Love does not standby
There is nothing that gets me worked up like crowd mentality.
Some guy starts booing his own team in the stands, and all of the sudden an entire stadium thinks it’s a good idea. Jennifer Aniston picked up some highlights and a blow dryer and now eight million women have to look at pictures of themselves from the 90s with hairstyles gone wrong.
Or we could not.
We could make our own decisions and ask ourselves, “Do I really think this is a good idea? Do I really believe in this?”
This is what God’s Love does: it concerns itself with beliefs rather than momentary ideas.
Without awareness of what we believe, we end up cheering for the things we actually hate, and booing for the things we love.
It takes courage to call something wrong.
It takes lots of courage to call something out, to open our mouths, to think through an experience rather than let the experience grab ahold of us and take us for a ride. That’s why the most powerful person in the bullying triangle is the silent bystander.
Elie Wiesel, Nobel Peace Prize winner, author, and Holocaust survivor, is quoted as saying –
“The opposite of love is not hate, it's indifference. The opposite of beauty is not ugliness, it's indifference. The opposite of faith is not heresy, it's indifference. And the opposite of life is not death, but indifference between life and death.”
Love is not indifferent. Love calls wrong what is wrong. Love recognizes the difference between what matters for a moment and what matters for eternity and where the two collide.
Jesus experienced crowd mentality and He ended up on the brunt end of silence and indifference. When standing innocent before a crowd, before a governor who held His fate in his hands, Jesus had to watch as the world rejoiced in wrongdoing.
God however is not indifferent. God loves brave.
That very day, Jesus took all our indifference and all our wrongdoing on Himself. He took every curse and every chant that gloried in His own death and He held it in His person, nailed to a cross, so that Love would rule and indifference would end.
Jesus loved braver than we can imagine, so we can love brave in this moment, right now.
We can know what we believe because we have a name and a face to love. We let God inform our beliefs because we will always follow the crowd otherwise, from sports teams to bad hair to things that actually matter, like human trafficking and #metoo and ending the stigma surrounding mental health.

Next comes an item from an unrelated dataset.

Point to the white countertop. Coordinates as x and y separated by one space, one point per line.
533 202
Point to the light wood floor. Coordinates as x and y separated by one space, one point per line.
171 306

We rejoice in truth. We rejoice in belief. We rejoice in speaking up and speaking out in whatever big, bold ways and whatever tiny, never-insignificant-to-God ways, every day, by loving when it’s unpopular or uncomfortable.
We will no longer be bystanders, because Jesus did not stand by.
Who and how can you love brave today?
Matt’s reflection:
There’s a beautiful simplicity in the bald man (I may be biased). But I mean, look at Sir Patrick Stewart, who even in his old age is rocking the razor. While bald may be beautiful, we’re going to find out next week (read the post here), not everyone thinks so. Take a stand. Take a risk. Not just on haircuts, but through shared experience. Love does not standby, it engages! God has never stopped focusing on us, even in the worst sinful places we find ourselves. He wills us into existence. If God were to stop thinking about us for a moment, we would cease to be. He not only thinks of us, but enters in and takes everything we struggle with upon Himself. Heidi shares God’s brave love, found in the death and resurrection of Jesus, so that we can stand in forgiveness and grace. He stepped in and invites us to do the same.